Auerbach caught my eye early last season. He was an undrafted free agent signed after the 2020 draft, reportedly choosing the Giants from among a number of interested teams. Grant admittedly has a huge “prospect crush” on Auerbach, and I’m pretty sure I do, too. Last year between SJ and Eugene, he played every position except 1B and SS (and pitcher, but maybe he can do that, too). Munguia was HaakAway’s guy (Exclusive™?) who won the batting title last year playing for Eugene. He’s technically at risk of getting snagged in the Rule 5 Draft whenever it finally happens, but it seems unlikely that an outfielder who hasn’t played above High A is going to grab a 26-man roster spot on a major league team.

So those are fun prospects to watch, and I’m sure we’ll come up with others as next few weeks move along and we have nothing else to pay attention to. I did cheer myself up slightly by purchasing tickets to the River Cats’ April 5 home opener (with our luck, it will probably rain), which we’ll be attending with Crawnik and Mrs. Crawnik.

 

RIP Reno Jim

We were all saddened to get the news this week that Jim had passed away in his sleep. Jim was a great participant in TWG over the past few years with his aversion to capital letters, to “9ers” instead of “Niners” because he knew it bugged people, and to wishing “the best fans in baseball” a good morning.
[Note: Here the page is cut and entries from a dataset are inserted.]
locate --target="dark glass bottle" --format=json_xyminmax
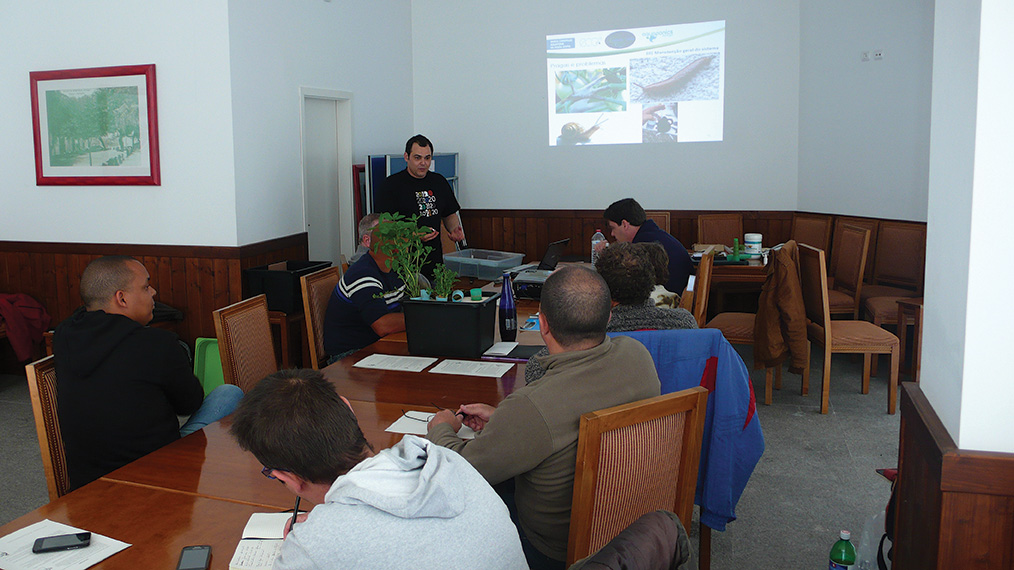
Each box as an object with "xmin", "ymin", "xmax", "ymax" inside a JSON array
[{"xmin": 500, "ymin": 273, "xmax": 517, "ymax": 342}]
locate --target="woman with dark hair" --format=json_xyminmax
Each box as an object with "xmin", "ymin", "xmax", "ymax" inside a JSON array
[
  {"xmin": 524, "ymin": 242, "xmax": 698, "ymax": 383},
  {"xmin": 635, "ymin": 241, "xmax": 681, "ymax": 308}
]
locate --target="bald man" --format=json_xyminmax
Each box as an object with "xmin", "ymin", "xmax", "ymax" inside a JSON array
[{"xmin": 53, "ymin": 256, "xmax": 242, "ymax": 489}]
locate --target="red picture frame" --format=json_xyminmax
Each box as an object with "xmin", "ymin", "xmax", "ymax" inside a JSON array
[{"xmin": 28, "ymin": 64, "xmax": 161, "ymax": 186}]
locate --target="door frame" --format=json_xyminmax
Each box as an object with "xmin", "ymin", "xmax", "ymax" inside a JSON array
[{"xmin": 299, "ymin": 86, "xmax": 359, "ymax": 263}]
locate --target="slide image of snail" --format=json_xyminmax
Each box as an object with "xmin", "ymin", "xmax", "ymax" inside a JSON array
[
  {"xmin": 630, "ymin": 53, "xmax": 721, "ymax": 104},
  {"xmin": 556, "ymin": 67, "xmax": 627, "ymax": 113},
  {"xmin": 550, "ymin": 110, "xmax": 642, "ymax": 146},
  {"xmin": 641, "ymin": 102, "xmax": 676, "ymax": 143}
]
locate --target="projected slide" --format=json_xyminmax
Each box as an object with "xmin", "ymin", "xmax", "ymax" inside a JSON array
[{"xmin": 546, "ymin": 20, "xmax": 725, "ymax": 146}]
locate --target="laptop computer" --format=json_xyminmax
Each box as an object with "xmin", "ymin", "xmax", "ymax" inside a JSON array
[{"xmin": 510, "ymin": 237, "xmax": 570, "ymax": 300}]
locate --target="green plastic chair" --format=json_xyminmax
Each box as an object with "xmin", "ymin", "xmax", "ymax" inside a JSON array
[{"xmin": 194, "ymin": 338, "xmax": 225, "ymax": 397}]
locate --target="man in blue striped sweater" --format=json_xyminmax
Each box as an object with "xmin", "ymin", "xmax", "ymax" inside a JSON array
[{"xmin": 323, "ymin": 225, "xmax": 405, "ymax": 364}]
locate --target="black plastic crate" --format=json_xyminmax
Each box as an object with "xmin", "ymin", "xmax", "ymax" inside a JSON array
[
  {"xmin": 402, "ymin": 291, "xmax": 500, "ymax": 358},
  {"xmin": 243, "ymin": 262, "xmax": 331, "ymax": 314}
]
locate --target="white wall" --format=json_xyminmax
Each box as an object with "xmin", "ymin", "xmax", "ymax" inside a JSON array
[
  {"xmin": 921, "ymin": 0, "xmax": 1014, "ymax": 452},
  {"xmin": 798, "ymin": 0, "xmax": 933, "ymax": 221},
  {"xmin": 412, "ymin": 0, "xmax": 799, "ymax": 210},
  {"xmin": 229, "ymin": 0, "xmax": 413, "ymax": 244},
  {"xmin": 0, "ymin": 0, "xmax": 236, "ymax": 245}
]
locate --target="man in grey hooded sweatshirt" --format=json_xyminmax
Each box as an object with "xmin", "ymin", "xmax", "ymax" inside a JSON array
[{"xmin": 231, "ymin": 370, "xmax": 527, "ymax": 570}]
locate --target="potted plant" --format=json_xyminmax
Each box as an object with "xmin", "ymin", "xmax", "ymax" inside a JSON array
[
  {"xmin": 433, "ymin": 264, "xmax": 457, "ymax": 301},
  {"xmin": 373, "ymin": 214, "xmax": 500, "ymax": 358},
  {"xmin": 373, "ymin": 213, "xmax": 432, "ymax": 299}
]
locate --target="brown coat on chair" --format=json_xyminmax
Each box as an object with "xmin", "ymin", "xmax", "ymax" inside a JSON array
[{"xmin": 753, "ymin": 240, "xmax": 809, "ymax": 374}]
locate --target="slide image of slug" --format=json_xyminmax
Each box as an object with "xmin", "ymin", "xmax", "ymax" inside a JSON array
[
  {"xmin": 630, "ymin": 53, "xmax": 720, "ymax": 103},
  {"xmin": 556, "ymin": 67, "xmax": 627, "ymax": 113},
  {"xmin": 641, "ymin": 103, "xmax": 677, "ymax": 143}
]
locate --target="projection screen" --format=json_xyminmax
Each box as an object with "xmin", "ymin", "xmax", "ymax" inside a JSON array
[{"xmin": 546, "ymin": 20, "xmax": 725, "ymax": 146}]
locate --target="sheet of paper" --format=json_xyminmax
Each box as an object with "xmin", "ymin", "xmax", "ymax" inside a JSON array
[
  {"xmin": 384, "ymin": 410, "xmax": 476, "ymax": 439},
  {"xmin": 355, "ymin": 354, "xmax": 437, "ymax": 372},
  {"xmin": 430, "ymin": 360, "xmax": 513, "ymax": 378},
  {"xmin": 0, "ymin": 518, "xmax": 131, "ymax": 570},
  {"xmin": 483, "ymin": 343, "xmax": 517, "ymax": 356},
  {"xmin": 229, "ymin": 539, "xmax": 282, "ymax": 570},
  {"xmin": 243, "ymin": 509, "xmax": 294, "ymax": 539}
]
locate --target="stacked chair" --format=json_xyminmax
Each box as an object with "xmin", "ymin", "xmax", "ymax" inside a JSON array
[{"xmin": 799, "ymin": 244, "xmax": 898, "ymax": 414}]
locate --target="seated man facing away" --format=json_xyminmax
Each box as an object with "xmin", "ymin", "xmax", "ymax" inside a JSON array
[
  {"xmin": 638, "ymin": 241, "xmax": 682, "ymax": 308},
  {"xmin": 53, "ymin": 256, "xmax": 243, "ymax": 489},
  {"xmin": 426, "ymin": 266, "xmax": 660, "ymax": 569},
  {"xmin": 349, "ymin": 214, "xmax": 380, "ymax": 267},
  {"xmin": 602, "ymin": 198, "xmax": 694, "ymax": 294},
  {"xmin": 232, "ymin": 370, "xmax": 526, "ymax": 570},
  {"xmin": 524, "ymin": 242, "xmax": 698, "ymax": 383},
  {"xmin": 323, "ymin": 222, "xmax": 405, "ymax": 364}
]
As we know, Jim liked his poker games, so I’m thinking about Kenny Rogers’ classic, “The Gambler”:

…cause every hand’s a winner/every hand’s a loser/and the best you can hope for is to die in your sleep…

[…]

…somewhere in the darkness/The Gambler he broke even/but in his final words, I found an ace that I could keep…

Sleep well, Jim. We’ll miss you.  Lefty out.

(I think that photo of Jim that Crawnik shared the other day even looks a bit like Kenny Rogers in this video. See what you think.)